Keeva sah flüchtig zu ihr auf und obwohl ich der Meinung war, diese Situation würde gleich ausarten, bildeten sich Tränen in Keevas Augen und sie ergriff dabei Chiaras Hand, um diese fest zu drücken.

"Du meinst, er wird aufwachen?", fragte sie schluchzend und sofort nickte Chiara, um sie fest in ihre Arme zu schließen.

"Natürlich wird er das. Er ist der furchteinflößenste Mensch den ich kenne. Gott wird sich zweimal überlegen, ihn zu sich zu nehmen."
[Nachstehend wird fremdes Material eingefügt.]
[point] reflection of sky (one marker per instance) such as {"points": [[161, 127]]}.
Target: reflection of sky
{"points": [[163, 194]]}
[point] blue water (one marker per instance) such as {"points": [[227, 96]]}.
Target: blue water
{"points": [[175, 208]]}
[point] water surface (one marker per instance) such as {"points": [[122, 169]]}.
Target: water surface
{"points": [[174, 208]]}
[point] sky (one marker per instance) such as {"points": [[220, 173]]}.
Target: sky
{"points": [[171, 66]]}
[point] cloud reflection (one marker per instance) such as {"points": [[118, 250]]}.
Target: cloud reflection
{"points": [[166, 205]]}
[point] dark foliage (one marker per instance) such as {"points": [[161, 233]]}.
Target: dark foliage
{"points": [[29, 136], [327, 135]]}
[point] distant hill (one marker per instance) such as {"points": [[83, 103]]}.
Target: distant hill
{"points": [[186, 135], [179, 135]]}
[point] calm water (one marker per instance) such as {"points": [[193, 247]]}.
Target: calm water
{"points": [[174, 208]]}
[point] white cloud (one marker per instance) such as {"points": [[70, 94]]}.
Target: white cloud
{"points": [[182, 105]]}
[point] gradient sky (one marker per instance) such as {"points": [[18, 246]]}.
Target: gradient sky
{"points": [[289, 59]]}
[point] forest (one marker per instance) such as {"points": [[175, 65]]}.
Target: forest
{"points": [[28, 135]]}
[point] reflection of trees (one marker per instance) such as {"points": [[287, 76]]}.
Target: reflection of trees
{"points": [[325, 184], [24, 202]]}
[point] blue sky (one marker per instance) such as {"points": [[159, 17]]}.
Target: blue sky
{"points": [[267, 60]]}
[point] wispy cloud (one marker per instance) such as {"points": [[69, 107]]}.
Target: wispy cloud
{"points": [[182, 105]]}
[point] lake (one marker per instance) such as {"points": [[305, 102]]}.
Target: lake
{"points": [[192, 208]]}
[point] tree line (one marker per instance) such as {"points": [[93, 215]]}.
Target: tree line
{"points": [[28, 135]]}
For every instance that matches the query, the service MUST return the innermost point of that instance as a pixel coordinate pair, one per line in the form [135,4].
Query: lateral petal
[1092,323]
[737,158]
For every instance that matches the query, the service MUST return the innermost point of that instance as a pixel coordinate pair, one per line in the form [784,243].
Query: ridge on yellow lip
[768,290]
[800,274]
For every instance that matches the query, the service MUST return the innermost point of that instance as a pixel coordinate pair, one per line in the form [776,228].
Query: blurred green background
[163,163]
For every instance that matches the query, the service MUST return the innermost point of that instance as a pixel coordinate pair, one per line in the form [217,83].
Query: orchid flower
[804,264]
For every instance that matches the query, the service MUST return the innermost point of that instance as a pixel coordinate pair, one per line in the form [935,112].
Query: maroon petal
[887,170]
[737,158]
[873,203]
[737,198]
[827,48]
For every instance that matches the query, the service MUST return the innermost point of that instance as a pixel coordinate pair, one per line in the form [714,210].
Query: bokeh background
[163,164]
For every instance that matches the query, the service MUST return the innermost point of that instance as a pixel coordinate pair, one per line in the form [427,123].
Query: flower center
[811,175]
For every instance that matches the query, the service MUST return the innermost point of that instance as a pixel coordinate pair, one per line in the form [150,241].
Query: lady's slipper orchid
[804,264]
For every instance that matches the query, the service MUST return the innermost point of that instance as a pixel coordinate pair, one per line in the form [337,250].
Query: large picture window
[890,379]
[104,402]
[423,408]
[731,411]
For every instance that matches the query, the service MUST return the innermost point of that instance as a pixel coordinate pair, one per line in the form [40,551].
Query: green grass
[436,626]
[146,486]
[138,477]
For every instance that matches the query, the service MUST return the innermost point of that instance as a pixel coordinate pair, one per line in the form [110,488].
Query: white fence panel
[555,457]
Nach Chiaras Worten legte Odran seine Hand schützend auf Keevas Rücken und auch Mandy stand auf, um Keevas freie Hand in ihre zu nehmen.

Nur ich blieb sitzen und sah mir diesen Anblick ganz genau an.

"Familie", flüsterte ich Esme zu, die mir dabei etwas zu fest in meine Nase packte und kicherte. "Das ist das wichtigste oder?"